Extending DAPHNE with More Scheduling Knobs
This document focuses on how a DAPHNE developer may extend DAPHNE by adding new scheduling techniques.
Guidelines
The DAPHNE developer should consider the following files for adding a new scheduling technique:
src/runtime/local/vectorized/LoadPartitioning.h
src/api/cli/daphne.cpp
Adding the actual code of the technique:
The first file LoadPartitioning.h
contains the implementation of the currently supported scheduling techniques, i.e., the current version of DAPHNE uses self-scheduling techniques to partition the tasks. Also, it uses the self-scheduling principle for executing the tasks.
For more details, please visit Scheduler design for tasks and pipelines.
In this file, the developer should change two things:
-
The enumeration
SelfSchedulingScheme
. The developer will have to add a name for the new technique, e.g.,MYTECH
-
The function
getNextChunk()
. This function has a switch-case-statement that selects the mathematical formula that corresponds to the chosen scheduling method. The developer has to add a new case to handle the new technique.uint64_t getNextChunk(){ // ... switch (schedulingMethod){ // ... // only the following part is what the developer has to add. The rest remains the same case MYTECH:{ // the new technique chunkSize= FORMULA; // some formula to calculate the chunk size (partition size) break; } // ... } // ... return chunkSize; }
Enabling the selection of the newly added technique:
The second file daphne.cpp
contains the code that parses the command-line arguments and passes them to the DAPHNE compiler and runtime. The developer has to add the new technique as a valid option. Otherwise, the developer will not be able to use the newly added technique.

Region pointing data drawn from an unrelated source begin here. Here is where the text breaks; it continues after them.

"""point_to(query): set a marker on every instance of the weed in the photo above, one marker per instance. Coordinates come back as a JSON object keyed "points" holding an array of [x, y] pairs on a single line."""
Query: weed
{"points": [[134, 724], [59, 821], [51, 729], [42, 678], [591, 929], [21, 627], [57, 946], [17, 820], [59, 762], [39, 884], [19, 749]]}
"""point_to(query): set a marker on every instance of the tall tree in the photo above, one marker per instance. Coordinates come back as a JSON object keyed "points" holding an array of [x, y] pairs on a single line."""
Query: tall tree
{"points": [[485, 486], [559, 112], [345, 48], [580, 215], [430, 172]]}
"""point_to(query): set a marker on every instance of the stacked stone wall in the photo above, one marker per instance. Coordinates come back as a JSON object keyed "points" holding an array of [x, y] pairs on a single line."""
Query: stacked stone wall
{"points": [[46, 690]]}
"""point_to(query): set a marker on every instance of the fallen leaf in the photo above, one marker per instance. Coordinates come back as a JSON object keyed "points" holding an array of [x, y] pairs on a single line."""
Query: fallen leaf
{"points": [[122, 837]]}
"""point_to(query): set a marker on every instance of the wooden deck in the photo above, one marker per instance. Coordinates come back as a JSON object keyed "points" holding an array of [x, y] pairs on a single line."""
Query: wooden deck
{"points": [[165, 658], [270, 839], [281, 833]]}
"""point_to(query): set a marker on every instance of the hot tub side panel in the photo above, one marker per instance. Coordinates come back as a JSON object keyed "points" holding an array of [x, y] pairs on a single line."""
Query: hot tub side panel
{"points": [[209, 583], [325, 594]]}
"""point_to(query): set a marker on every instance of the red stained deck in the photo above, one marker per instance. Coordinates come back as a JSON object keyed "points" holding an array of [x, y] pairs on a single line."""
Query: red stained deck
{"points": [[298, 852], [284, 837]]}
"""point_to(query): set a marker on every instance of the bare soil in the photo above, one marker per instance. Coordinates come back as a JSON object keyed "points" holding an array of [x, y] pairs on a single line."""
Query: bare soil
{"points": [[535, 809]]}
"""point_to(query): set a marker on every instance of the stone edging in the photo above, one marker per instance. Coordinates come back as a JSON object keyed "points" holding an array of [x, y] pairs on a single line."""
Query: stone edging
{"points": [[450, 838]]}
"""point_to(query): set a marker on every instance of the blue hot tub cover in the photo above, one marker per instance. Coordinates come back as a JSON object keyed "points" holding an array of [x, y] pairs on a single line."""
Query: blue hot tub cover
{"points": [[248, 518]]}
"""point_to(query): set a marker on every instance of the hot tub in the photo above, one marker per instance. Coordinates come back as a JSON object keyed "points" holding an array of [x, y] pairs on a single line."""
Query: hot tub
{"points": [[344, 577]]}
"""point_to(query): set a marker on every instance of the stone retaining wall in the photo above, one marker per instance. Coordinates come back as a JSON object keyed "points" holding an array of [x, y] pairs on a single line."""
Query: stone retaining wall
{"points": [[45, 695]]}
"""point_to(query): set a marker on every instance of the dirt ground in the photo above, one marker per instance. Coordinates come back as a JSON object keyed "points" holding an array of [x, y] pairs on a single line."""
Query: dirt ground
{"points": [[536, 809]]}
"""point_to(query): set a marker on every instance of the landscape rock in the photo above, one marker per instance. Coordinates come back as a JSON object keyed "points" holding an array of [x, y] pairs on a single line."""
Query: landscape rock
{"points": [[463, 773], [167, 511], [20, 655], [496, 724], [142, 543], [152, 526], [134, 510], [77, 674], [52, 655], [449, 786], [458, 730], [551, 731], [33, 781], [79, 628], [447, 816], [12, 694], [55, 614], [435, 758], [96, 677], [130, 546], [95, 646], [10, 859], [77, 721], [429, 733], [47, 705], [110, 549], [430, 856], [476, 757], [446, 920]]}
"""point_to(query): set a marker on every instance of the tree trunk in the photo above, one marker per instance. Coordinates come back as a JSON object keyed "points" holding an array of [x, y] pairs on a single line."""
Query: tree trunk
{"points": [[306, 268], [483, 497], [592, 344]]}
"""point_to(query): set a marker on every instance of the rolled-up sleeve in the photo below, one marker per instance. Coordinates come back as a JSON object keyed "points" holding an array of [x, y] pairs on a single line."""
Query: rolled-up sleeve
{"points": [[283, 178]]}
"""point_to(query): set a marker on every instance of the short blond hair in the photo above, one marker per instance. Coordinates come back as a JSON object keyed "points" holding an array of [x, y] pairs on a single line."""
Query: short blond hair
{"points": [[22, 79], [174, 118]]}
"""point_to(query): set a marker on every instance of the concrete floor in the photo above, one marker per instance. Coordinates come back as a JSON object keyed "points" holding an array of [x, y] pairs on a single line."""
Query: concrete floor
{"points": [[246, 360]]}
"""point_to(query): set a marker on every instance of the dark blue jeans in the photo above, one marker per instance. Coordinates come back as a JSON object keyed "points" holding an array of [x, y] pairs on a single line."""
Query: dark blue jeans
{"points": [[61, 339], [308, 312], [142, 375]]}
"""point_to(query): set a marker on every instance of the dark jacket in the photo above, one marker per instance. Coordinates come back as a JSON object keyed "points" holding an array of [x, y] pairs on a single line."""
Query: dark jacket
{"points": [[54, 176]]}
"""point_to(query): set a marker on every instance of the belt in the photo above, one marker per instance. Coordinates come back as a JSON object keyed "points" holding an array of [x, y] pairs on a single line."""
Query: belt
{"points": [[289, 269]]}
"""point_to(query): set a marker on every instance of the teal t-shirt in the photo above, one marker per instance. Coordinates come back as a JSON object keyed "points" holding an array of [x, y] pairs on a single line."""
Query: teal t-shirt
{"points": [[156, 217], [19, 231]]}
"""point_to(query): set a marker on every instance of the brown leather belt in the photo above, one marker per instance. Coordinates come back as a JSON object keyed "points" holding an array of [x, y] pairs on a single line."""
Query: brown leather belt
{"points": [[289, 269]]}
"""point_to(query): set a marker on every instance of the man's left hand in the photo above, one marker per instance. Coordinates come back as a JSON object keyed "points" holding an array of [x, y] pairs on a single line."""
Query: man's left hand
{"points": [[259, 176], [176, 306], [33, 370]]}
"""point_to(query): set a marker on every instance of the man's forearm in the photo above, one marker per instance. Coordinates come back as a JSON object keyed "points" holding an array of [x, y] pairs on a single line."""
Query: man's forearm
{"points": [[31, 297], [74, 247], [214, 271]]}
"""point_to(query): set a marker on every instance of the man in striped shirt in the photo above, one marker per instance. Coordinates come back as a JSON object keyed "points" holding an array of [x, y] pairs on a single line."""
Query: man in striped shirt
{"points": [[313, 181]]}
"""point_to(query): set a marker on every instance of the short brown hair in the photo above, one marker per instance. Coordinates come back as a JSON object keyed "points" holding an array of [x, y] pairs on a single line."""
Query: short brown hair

There is a variable called taskPartitioningScheme
and it is of type opt<SelfSchedulingScheme>
.
The developer should extend the declaration of opt<SelfSchedulingScheme>
as follows:
opt<SelfSchedulingScheme> taskPartitioningScheme(
cat(daphneOptions), desc("Choose task partitioning scheme:"),
values(
clEnumVal(STATIC , "Static (default)"),
clEnumVal(SS, "Self-scheduling"),
clEnumVal(GSS, "Guided self-scheduling"),
clEnumVal(TSS, "Trapezoid self-scheduling"),
clEnumVal(FAC2, "Factoring self-scheduling"),
clEnumVal(TFSS, "Trapezoid Factoring self-scheduling"),
clEnumVal(FISS, "Fixed-increase self-scheduling"),
clEnumVal(VISS, "Variable-increase self-scheduling"),
clEnumVal(PLS, "Performance loop-based self-scheduling"),
clEnumVal(MSTATIC, "Modified version of Static, i.e., instead of n/p, it uses n/(4*p) where n is number of tasks and p is number of threads"),
clEnumVal(MFSC, "Modified version of fixed size chunk self-scheduling, i.e., MFSC does not require profiling information as FSC"),
clEnumVal(PSS, "Probabilistic self-scheduling"),
clEnumVal(MYTECH, "some meaningful description to the abbreviation of the new technique")
)
);
Usage of the new technique:
DAPHNE developers may now pass the new technique as an option when they execute a DaphneDSL script.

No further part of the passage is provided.